O baile já tinha acabado, e os dois amigos perambulavam pela rua rumo ao ponto de ônibus. Ambos haviam bebido muito na virada, mas já era quase dia e o alcool já tinha feito o efeito há um tempo. Esta fase da bebida é anestésica, é nela que as histórias mais sem nexo saem pela boca como num refluxo:

- Ano novo, vida nova... cadê?
- Cadê o que?
- A vida nova, pô!
- Sei lá!
- Todo ano é assim, a gente deseja uma vida nova, novos sonhos, novos pedidos, pra no fim tudo
continuar o mesmo.
- Mas você queria o que, Tamiro? que acontecesse assim, como mágica?
- É! já pensou? meia noite, todas as mulheres feias do salão somem e de repente o baile se enche de mulheres bonitas. Os garçons viram garçonetes peitudas e safadas. A banda dá lugar a dançarinas de pole dancing, igual a novela...
- Foi isso que você pediu? um monte de gostosas para o novo ano?
- Esse ano não, ano passado. Lembra que só tinha mulher feia na festa? eu fiquei puto, pô! ia pedir o que?
- Sei lá, saúde, paz...
- Isso a gente pede sempre, e nunca adianta... você mesmo, que paz teve com seu casamento no ano passado? o casamento acabou e tu quase morreu de pneumonia. Não adianta, Carito. Pedido de ano novo é fantasia, pra encher a gente de falsa esperança, pra gente continuar a trabalhar, gerar dinheiro pros outros e para os nossos chefes terem anos de paz e saúde. Esses sim terão paz e saúde o ano inteiro.
- É... já pensou? dá meia noite e o ano vira e a gente percebe que não é 2008 e sim... 2030? pegaríamos nossas naves e iriamos embora pra casa, num instante.

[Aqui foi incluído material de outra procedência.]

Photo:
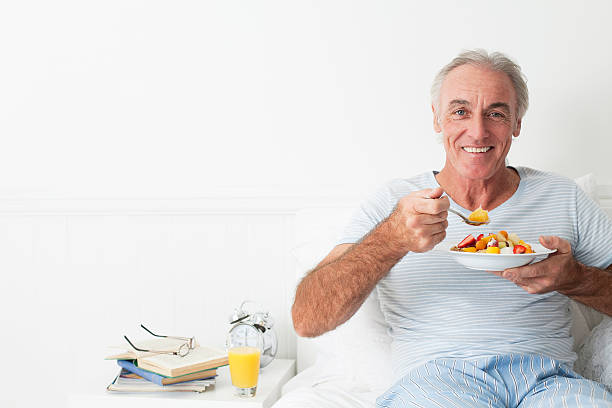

- Nave? até lá já terão inventado o teletransporte. A gente entraria em uma capsula que nos teletransportaria para nossas casas, num instante estaríamos dormindo em nossas camas...
- O ônibus! corre Carito!

Os dois entraram na capsula. A viagem era longa, eles eram vizinhos e moravam do outro lado da cidade. Dormiram. Ambos só iriam acordar quando chegassem em casa, quase como previu Tamiro.